Моран прибавил звук и закричал:
— Гаврилин! Вот это был — тролль! Из троллей тролль! Да я просто уверен, что он — истинный подменыш!
— Вас послушать, так все кругом подменыши, — проворчал Авденаго.
— Человек не мог такое написать, — продолжал Моран. — Я уже третий час слушаю. Сверхчеловечески! И такие чувства во мне пробуждает! Да меня просто распирает от ощущения собственного величия. Это музыка такая! Троллиная. Она пробуждает во мне осознание моей творческой мощи. Понимаешь?
— Нет, — сказал Авденаго, хотя на самом деле все он прекрасно понимал. И ему было тоскливо.

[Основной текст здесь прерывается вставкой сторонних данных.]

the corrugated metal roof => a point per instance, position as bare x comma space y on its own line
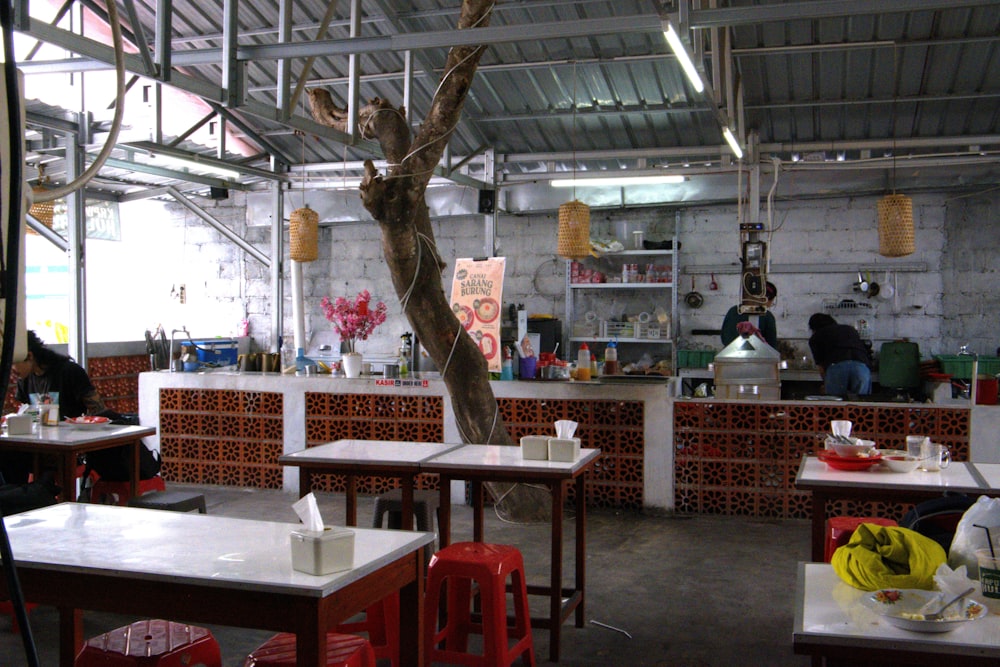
592, 83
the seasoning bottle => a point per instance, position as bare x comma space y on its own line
611, 359
583, 363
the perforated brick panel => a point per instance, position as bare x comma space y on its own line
742, 458
222, 436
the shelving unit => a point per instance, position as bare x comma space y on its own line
613, 261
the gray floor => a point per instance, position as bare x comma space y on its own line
689, 592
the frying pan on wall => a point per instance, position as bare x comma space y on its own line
693, 298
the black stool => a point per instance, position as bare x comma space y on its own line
175, 501
425, 505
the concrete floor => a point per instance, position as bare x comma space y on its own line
701, 591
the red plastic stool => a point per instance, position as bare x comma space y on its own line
381, 624
151, 643
341, 651
489, 565
840, 528
120, 490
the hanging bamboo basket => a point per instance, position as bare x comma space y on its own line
43, 212
574, 230
303, 234
895, 226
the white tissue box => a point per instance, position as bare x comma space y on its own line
19, 424
315, 552
564, 449
535, 447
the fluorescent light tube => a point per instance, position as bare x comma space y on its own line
730, 138
614, 180
191, 165
682, 55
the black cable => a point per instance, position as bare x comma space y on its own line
13, 174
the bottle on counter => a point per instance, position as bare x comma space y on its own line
611, 359
583, 363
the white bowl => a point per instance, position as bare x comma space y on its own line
901, 462
859, 448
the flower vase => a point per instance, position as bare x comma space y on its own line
351, 363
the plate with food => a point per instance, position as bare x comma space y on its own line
848, 462
88, 420
907, 608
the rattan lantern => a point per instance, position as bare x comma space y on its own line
303, 234
574, 230
895, 226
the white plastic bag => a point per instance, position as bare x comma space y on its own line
969, 537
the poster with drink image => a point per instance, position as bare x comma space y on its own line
476, 295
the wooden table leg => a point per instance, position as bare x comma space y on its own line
67, 475
407, 506
444, 511
818, 525
555, 599
476, 488
305, 481
581, 547
135, 475
70, 635
352, 500
411, 621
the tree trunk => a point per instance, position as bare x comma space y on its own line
396, 200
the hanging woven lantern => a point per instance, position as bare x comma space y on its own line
895, 226
574, 230
303, 234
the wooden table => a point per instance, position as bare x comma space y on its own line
66, 442
489, 463
207, 569
878, 483
365, 457
830, 622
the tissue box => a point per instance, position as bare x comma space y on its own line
315, 552
564, 449
535, 447
19, 424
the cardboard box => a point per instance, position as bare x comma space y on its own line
564, 449
326, 552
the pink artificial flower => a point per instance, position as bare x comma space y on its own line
354, 321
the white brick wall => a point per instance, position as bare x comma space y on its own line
953, 303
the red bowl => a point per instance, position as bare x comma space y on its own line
847, 463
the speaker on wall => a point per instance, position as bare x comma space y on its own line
487, 200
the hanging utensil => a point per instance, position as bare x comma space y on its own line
693, 299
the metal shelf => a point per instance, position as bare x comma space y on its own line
621, 285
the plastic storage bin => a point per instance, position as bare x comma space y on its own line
960, 366
217, 351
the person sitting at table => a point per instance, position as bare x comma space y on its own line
45, 376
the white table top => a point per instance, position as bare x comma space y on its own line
185, 548
830, 612
74, 434
956, 477
362, 452
491, 457
990, 472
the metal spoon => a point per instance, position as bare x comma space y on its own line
937, 616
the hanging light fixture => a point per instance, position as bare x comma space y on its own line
303, 225
574, 216
895, 211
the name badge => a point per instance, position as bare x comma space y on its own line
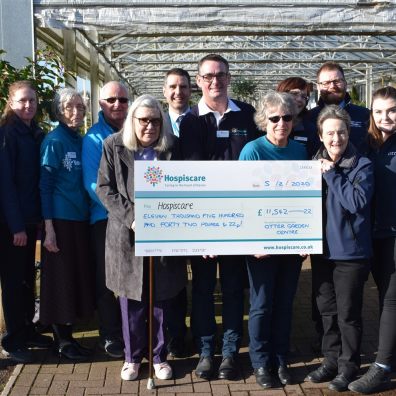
223, 134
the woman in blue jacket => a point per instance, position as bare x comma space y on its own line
340, 272
67, 270
20, 215
382, 138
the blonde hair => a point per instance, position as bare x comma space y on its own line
128, 132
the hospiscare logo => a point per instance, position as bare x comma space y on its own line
154, 176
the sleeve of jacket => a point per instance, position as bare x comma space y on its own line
91, 155
118, 206
9, 194
356, 193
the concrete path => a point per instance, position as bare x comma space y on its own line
101, 376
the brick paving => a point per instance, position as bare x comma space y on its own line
101, 376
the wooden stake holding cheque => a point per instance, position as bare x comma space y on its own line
150, 381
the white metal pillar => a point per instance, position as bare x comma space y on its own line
69, 52
16, 31
94, 76
369, 84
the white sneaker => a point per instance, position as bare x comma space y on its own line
163, 370
130, 371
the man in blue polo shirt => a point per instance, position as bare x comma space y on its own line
217, 129
114, 107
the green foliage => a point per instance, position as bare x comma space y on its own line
46, 72
355, 97
244, 89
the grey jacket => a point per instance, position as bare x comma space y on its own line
115, 188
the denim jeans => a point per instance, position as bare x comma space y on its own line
232, 275
273, 284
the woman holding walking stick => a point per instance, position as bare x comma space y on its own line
144, 136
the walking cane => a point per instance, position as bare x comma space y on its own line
150, 381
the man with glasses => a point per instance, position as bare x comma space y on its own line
114, 107
177, 92
332, 89
217, 129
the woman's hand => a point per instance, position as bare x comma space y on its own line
326, 165
50, 237
20, 239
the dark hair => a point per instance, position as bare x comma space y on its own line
215, 58
293, 83
375, 135
177, 71
15, 86
333, 112
330, 66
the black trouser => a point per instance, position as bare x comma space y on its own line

— С каждой нотой я все более осознаю, насколько же я велик, прекрасен, значителен… — продолжал Моран. — Как чудесен мир оттого, что в нем есть я.
Авденаго криво пожал плечами. Ему хотелось поскорее разобраться с обедом и пойти спать. День не имел никакого смысла. Просто еще один день из череды одинаковых. Это у Морана что ни сутки — то новое озарение, а Авденаго просто коснел. В двадцать лет коснеть — не занятие.
— Я сегодня размышлял о существах Первой Реальности, — продолжал Моран, — назовем их Р1, и о существах Второй Реальности, назовем их…
— Р2, — с кислым видом завершил фразу Авденаго. — Очень увлекательно.
Моран приподнялся на локте и впился в него взглядом. Авденаго нацепил на физиономию привычную маску фальшивой заинтересованности и легкого испуга, какую, по мысли молодого человека, надлежит носить денщику, когда Его Высокопревосходительство изволит делиться с ним своими возвышенными мыслями.
— Вот ты, Авденаго, к примеру, — типичное Р2.
— Кто ж будет спорить, — вздохнул Авденаго. — Вот и поясницу у меня что-то ломит…
— А знаешь, как определить, кто Р1, а кто Р2? — Моран сделал музыку еще громче и теперь ему стоило больших трудов перекрикивать ее. — Очень просто! Я постиг. К Р2 применим родительный падеж. Вот к тебе, скажем, применим. Смотри. Ты — Авденаго. Да?
— Ну, да, — сказал Авденаго.
— А что такое — Авденаго? — настаивал Моран.
— Я, — сказал Авденаго.
— Что? — гаркнул Моран. — Что ты говоришь?
— Я говорю — я! — завопил Авденаго.
— Мешаешь вальс слушать, — сказал Моран. — Заткнись.
— Я, пожалуй, лягу, — проговорил Авденаго и растянулся на полу.
Они дослушали вальс. Моран изловчился и лягнул Авденаго в бок.
— Ты что тут разлегся при своем господине? Совсем обнаглел? Ты хоть осознаешь, смерд, при ком ты разлегся?